When Bernard Baruch died in 1965, they found among his papers a memo to himself dated 1930:
PERSONAL EQUIPMENT
SELF-RELIANCE: Do your own thinking. Don't let your emotions enter into it. Keep out of any environment that may affect your acting on your reasion.
JUDGMENT: Consider all the facts - meditate on them. Don't let what you want to happen influence your judgment.
COURAGE: Don't overestimate the courage you will have if things go against you.
ALERTNESS: To discover any new facts that change the situation; or which may affect public opinion.

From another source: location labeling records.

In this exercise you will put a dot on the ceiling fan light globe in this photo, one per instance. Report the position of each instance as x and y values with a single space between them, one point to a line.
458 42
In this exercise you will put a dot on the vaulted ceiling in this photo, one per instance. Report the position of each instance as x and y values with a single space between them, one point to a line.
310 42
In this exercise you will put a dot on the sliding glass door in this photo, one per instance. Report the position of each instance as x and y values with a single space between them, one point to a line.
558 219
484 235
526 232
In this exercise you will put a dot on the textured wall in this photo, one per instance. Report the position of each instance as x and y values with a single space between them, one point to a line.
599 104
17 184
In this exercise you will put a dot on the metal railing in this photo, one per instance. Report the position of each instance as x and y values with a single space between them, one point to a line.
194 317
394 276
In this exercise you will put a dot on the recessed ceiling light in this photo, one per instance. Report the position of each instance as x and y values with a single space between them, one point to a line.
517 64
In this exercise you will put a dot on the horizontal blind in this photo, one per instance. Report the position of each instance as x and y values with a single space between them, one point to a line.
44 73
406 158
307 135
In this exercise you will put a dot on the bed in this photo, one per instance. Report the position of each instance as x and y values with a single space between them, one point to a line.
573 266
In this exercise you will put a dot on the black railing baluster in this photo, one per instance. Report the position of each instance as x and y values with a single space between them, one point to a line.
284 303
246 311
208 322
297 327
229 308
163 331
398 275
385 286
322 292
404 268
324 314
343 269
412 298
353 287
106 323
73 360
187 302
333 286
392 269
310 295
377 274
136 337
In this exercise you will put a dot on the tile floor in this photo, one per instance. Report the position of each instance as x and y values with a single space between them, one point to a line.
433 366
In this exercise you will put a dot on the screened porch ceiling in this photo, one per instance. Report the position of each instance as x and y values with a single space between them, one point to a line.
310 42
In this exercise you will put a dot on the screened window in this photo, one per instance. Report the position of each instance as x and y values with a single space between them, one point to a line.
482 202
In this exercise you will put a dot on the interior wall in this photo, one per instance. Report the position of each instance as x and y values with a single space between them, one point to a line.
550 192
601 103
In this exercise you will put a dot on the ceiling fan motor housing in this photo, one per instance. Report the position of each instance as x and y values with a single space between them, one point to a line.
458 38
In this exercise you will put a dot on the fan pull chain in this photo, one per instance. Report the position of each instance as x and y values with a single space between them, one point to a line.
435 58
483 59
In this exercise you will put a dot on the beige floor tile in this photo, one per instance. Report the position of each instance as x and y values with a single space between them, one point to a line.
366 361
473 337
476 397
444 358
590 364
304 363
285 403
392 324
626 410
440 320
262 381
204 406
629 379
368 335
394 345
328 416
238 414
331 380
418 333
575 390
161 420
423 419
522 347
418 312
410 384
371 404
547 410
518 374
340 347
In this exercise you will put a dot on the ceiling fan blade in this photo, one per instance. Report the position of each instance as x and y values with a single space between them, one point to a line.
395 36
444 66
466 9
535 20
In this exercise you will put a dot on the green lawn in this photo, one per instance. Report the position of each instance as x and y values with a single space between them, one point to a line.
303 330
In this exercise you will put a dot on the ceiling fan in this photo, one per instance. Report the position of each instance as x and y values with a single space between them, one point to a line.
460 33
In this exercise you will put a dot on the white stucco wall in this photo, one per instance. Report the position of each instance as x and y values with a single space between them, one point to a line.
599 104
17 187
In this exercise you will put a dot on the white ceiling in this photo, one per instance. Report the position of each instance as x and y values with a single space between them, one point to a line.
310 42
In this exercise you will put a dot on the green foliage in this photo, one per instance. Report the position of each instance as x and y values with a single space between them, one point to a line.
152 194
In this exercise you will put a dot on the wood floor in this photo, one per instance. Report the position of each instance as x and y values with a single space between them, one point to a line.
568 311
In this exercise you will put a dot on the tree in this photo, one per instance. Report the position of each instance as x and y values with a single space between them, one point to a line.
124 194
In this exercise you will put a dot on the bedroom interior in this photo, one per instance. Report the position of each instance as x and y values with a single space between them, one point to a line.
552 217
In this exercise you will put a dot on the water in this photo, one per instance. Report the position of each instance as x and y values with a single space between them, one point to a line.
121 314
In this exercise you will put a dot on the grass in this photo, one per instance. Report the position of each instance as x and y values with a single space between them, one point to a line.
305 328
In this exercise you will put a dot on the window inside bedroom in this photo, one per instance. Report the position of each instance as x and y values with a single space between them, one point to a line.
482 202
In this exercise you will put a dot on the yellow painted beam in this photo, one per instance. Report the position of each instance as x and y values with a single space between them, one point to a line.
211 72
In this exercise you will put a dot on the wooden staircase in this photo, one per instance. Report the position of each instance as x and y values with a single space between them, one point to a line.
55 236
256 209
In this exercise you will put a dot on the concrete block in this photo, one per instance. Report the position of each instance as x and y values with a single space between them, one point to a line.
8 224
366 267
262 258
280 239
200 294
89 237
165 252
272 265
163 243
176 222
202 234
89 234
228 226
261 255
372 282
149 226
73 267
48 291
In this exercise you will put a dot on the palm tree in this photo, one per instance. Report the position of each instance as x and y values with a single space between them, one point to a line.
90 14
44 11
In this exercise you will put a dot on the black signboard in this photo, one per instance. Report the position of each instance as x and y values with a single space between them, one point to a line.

PRUDENCE: Be pliable or you wont be prudent. Become more humble as the market goes your way. It is not prudent to buy when you think the bottom has been reached. It is better to wait and see, and buy too late. It is not prudent to wait for the top of the market to sell - it is better to sell "too soon". (Never buy so that your margin will be less than 85, or hold if it drops below 80. In a particularly "clear sky" situation with(out) "buts" or "ifs", one can lower these margins to 80-75%).
PLIABILITY: Consider and reconsider the facts, and your opinions. Stubbornness as to opinions - "cockiness" - must be entirely eliminated. A determination to make a certain amount within a certain time absolutely destroys pliability. When you decide, act promtly - don't wait to see what the market will do.